Tym razem na odległą wyspie Iturup na Oceanie Spokojnym pojechał premier Dmitrij Miedwiediew. W czasie wizyty zapowiedział, że na wyspach powstanie „grupa wojsk rosyjskich".
Natychmiast odpowiedziało mu japońskie ministerstwo spraw zagranicznych, które stwierdziło że premier „rani uczucia japońskiego narodu".
Z powodu czterech wysp archipelagu Japonia do tej pory formalnie nie zakończyła wojny z Moskwą – najpierw radziecką a teraz rosyjską. Od 70 lat Tokio domaga się ich zwrotu.

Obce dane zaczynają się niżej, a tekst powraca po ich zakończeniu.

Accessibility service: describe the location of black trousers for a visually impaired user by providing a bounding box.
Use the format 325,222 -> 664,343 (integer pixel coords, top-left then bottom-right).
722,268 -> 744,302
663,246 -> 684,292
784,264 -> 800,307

Miedwiediew poradził obecnie Japończykom, by się „nie denerwować" bowiem Kuryle „są częścią Rosji". „Jeśli by byli prawdziwymi mężczyznami, to by w popełnili harakiri i w końcu się uspokoili" – napisał z kolei na Twitterze o Japończykach rosyjski wicepremier Dmitrij Rogozin.
W Tokio poinformowano, że w tej sytuacji z wizyty w Moskwie zrezygnował japoński minister spraw zagranicznych Fumio Kishida, a rosyjskiemu ambasadorowi wręczono odpowiednią notę dyplomatyczną. W Moskwie poinformowano, że data wizyty ministra nie była ustalona „trudno więc mówić o jej odwołaniu" a rosyjski ambasador nie dostał żadnej noty.